Adına bağış çağrıları yaptığınız AFAD ulaştık dediği söylemlerinin çoğu yalan, ya da 24 saat sonra gitmiştir. Halklarımızın, kurumlarımızın acılarını paylaşmak ve yanında olmak için sarf ettiği çabalarını engelleyen ve yardımlara el koyup AFAD üzerinden yapılacak dayatması yeni rant çabasıdır. Daha önceki depremlerde çokça gördük ki, toplanan yardımlar AFAD ve Kızıl Ay damgaları dahi üzerinde çıkarılmadan pazarlarda satıldığın, yandaşlara pay edildiğini daha unutmadık. Bunu engelleyemeyecek ve tüm yardım ve acıları paylaşma, yan yana olmamızın önüne geçemeyeceksiniz. Bu konuda tüm kurum ve kuruluşlarımızla tek vücut olup bu zor ve acılı günde halklarımızın birliği ve kardeşliği duygusunu öne çıkarıp yaraları, acıları birlikte paylaşmalıyız. Her türlü yardım ve dayanışma vb kendi kurumlarımız üzerinde yapmalıyız, onların bu talancı zihniyetlerine müsaade etmemeliyiz.

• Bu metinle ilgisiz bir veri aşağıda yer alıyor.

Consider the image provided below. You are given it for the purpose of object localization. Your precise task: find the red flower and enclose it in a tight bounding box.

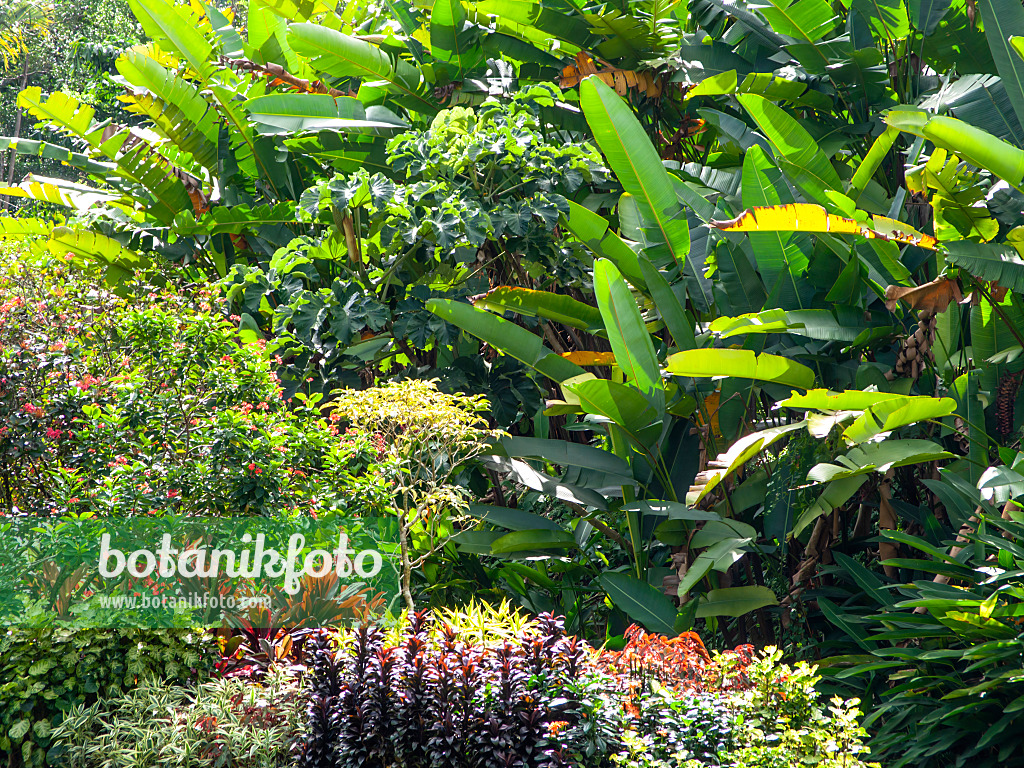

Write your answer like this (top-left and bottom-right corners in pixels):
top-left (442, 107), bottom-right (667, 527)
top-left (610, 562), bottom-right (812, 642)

top-left (74, 374), bottom-right (98, 392)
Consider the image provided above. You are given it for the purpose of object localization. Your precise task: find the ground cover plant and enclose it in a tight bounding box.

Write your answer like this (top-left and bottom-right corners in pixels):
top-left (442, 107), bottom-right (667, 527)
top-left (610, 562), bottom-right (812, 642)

top-left (51, 665), bottom-right (304, 768)
top-left (0, 628), bottom-right (212, 767)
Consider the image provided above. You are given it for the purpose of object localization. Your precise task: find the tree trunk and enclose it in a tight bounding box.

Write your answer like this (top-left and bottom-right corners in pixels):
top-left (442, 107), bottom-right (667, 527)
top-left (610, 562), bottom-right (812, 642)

top-left (2, 57), bottom-right (30, 210)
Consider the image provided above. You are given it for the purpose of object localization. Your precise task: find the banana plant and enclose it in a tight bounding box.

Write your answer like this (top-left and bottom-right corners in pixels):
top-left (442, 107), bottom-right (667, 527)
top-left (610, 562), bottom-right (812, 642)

top-left (429, 259), bottom-right (808, 633)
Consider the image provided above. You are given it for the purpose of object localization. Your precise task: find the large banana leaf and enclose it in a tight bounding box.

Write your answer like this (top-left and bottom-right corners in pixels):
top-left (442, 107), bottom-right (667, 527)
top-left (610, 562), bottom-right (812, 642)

top-left (945, 241), bottom-right (1024, 292)
top-left (910, 0), bottom-right (952, 34)
top-left (710, 309), bottom-right (869, 342)
top-left (499, 435), bottom-right (633, 478)
top-left (0, 137), bottom-right (111, 175)
top-left (716, 240), bottom-right (768, 314)
top-left (564, 201), bottom-right (646, 290)
top-left (781, 389), bottom-right (930, 410)
top-left (737, 94), bottom-right (842, 206)
top-left (128, 0), bottom-right (274, 183)
top-left (471, 0), bottom-right (594, 49)
top-left (886, 108), bottom-right (1024, 187)
top-left (980, 0), bottom-right (1024, 130)
top-left (710, 202), bottom-right (938, 249)
top-left (598, 571), bottom-right (680, 635)
top-left (248, 0), bottom-right (291, 53)
top-left (850, 125), bottom-right (899, 199)
top-left (116, 51), bottom-right (221, 169)
top-left (17, 88), bottom-right (191, 224)
top-left (485, 455), bottom-right (608, 509)
top-left (638, 257), bottom-right (696, 350)
top-left (756, 0), bottom-right (836, 41)
top-left (465, 504), bottom-right (564, 531)
top-left (580, 77), bottom-right (690, 269)
top-left (741, 145), bottom-right (811, 310)
top-left (841, 396), bottom-right (958, 444)
top-left (853, 0), bottom-right (910, 41)
top-left (128, 0), bottom-right (215, 80)
top-left (669, 41), bottom-right (764, 84)
top-left (473, 287), bottom-right (604, 332)
top-left (806, 440), bottom-right (955, 483)
top-left (17, 88), bottom-right (99, 146)
top-left (562, 377), bottom-right (664, 453)
top-left (122, 90), bottom-right (219, 171)
top-left (689, 70), bottom-right (832, 110)
top-left (666, 348), bottom-right (815, 390)
top-left (0, 218), bottom-right (54, 238)
top-left (922, 0), bottom-right (994, 74)
top-left (243, 93), bottom-right (402, 134)
top-left (255, 0), bottom-right (333, 21)
top-left (920, 74), bottom-right (1024, 146)
top-left (49, 228), bottom-right (152, 287)
top-left (116, 51), bottom-right (219, 145)
top-left (172, 203), bottom-right (298, 236)
top-left (697, 0), bottom-right (789, 52)
top-left (0, 176), bottom-right (117, 210)
top-left (688, 421), bottom-right (808, 504)
top-left (431, 0), bottom-right (483, 76)
top-left (695, 586), bottom-right (778, 618)
top-left (792, 476), bottom-right (868, 536)
top-left (594, 259), bottom-right (664, 408)
top-left (288, 23), bottom-right (436, 114)
top-left (426, 298), bottom-right (585, 382)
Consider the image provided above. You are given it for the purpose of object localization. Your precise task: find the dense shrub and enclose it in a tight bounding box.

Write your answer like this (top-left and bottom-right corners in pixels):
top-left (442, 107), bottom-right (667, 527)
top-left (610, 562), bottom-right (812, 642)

top-left (0, 255), bottom-right (399, 517)
top-left (297, 613), bottom-right (878, 768)
top-left (0, 628), bottom-right (212, 767)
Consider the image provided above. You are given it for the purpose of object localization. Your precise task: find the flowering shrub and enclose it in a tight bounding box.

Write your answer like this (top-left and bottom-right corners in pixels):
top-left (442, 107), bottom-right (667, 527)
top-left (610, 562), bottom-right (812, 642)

top-left (298, 614), bottom-right (879, 768)
top-left (0, 256), bottom-right (400, 517)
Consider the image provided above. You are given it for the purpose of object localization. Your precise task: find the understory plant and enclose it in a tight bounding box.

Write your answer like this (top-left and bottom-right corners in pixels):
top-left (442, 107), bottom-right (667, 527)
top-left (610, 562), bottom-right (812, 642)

top-left (330, 379), bottom-right (503, 611)
top-left (819, 468), bottom-right (1024, 767)
top-left (49, 666), bottom-right (303, 768)
top-left (298, 613), bottom-right (877, 768)
top-left (0, 628), bottom-right (212, 767)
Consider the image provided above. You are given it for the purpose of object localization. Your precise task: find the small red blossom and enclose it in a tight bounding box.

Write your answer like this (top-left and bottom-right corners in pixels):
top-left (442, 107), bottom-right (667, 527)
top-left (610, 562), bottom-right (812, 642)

top-left (74, 374), bottom-right (99, 392)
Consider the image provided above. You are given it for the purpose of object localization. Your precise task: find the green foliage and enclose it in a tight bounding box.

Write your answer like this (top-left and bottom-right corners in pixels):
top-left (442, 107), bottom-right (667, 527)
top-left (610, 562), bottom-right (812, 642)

top-left (0, 628), bottom-right (212, 767)
top-left (50, 667), bottom-right (302, 767)
top-left (330, 379), bottom-right (503, 610)
top-left (0, 255), bottom-right (398, 517)
top-left (13, 0), bottom-right (1024, 763)
top-left (818, 470), bottom-right (1024, 767)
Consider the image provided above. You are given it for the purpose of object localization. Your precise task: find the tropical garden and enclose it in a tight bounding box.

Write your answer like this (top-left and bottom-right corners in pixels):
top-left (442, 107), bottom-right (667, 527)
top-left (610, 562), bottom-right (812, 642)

top-left (2, 0), bottom-right (1024, 761)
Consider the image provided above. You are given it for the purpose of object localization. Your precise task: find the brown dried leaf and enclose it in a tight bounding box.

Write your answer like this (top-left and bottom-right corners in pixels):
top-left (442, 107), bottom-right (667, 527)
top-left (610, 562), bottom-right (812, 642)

top-left (990, 281), bottom-right (1010, 303)
top-left (558, 52), bottom-right (663, 97)
top-left (884, 277), bottom-right (963, 314)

Halkımıza yaşattığınız büyük acı ve yıkımlara karşı bizlerin kenetlenmesi ve dayanışmasını engelleyemeyeceksiniz. Halkın; “Devlet nerede?” diye feryatlarını gizleyemeyeceksiniz, gizleyemeyeceksiniz ki sizin sonunuzu o feryatlar getirecek. Bugün halklarımızı acılarıyla, ölüleriyle baş başa bırakmış bu talancı sisteminiz, o enkazların altında çoktan kaldı. Bun medenme OHAL ilan etmek, halkların dayanışmasını engellemeye çalışmaktalar. Bu acılar karşısında halklar seferber olmuş durumda ama her yerde engellemeye çalışmanız nafile bir çabadır. Halklarımızın acil ihtiyacı OHAL değil, buraların afet bölgesi ilan edilmesi ve gereğinin yerine getirilmesidir.